Sony Music Entertainment and five other major music companies sued the nonprofit Internet Archive, saying that its posting of thousands of old songs and recordings online amounts to "wholesale theft” of copyright-protected music.
The Internet Archive’s "blatant infringement includes hundreds of thousands of works by some of the greatest artists of the Twentieth Century,” lawyers for the record companies said in a lawsuit filed Friday in Manhattan federal court. Among the artists cited: Frank Sinatra, Billie Holiday, Louis Armstrong and Thelonious Monk.
The companies include a list of 2,749 recordings in the lawsuit, including Bing Crosby singing White Christmas,” that "is but a small sample” of recordings the archive posted without permission, according to the complaint. They are asking the court to order the archive to remove all copyrighted material and pay damages of as much as $150,000 for each infringed work, which for the listed recordings would amount to $372 million.

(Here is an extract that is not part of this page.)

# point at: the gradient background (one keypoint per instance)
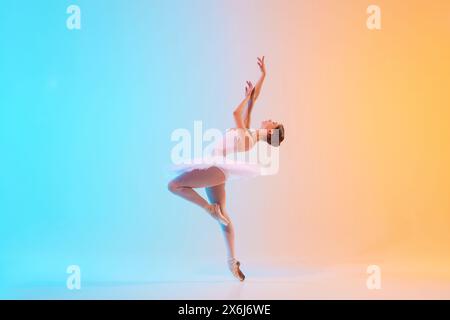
(86, 118)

The Internet Archive maintains a vast digital collection of text, video and music online. On its Great 78 Project website, it posts digitized copies, which it solicits from users, of records in the antiquated 78 LP format.
It boasts on the site of having posted more than 400,000 recordings and that its purpose is "the preservation, research and discovery of 78rpm records.”
But the record companies says the archive’s altruistic claims are a ”smokescreen” to disguise its theft.
The recordings "are already available for streaming or downloading from numerous services” authorized by the record companies, the lawyers for the record companies wrote. "These recordings face no danger of being lost, forgotten, or destroyed.”
In 2018, U.S. Congress passed the Music Modernization Act that extended the copyright for pre-1972 music to 2067.
Sony is joined in the suit by UMG Recordings, Capitol Records, Concord Bicycle Assets, CMGI Recorded Music Assets and Arista Music.
Internet Archive did not respond to a request for comment after business hours Friday.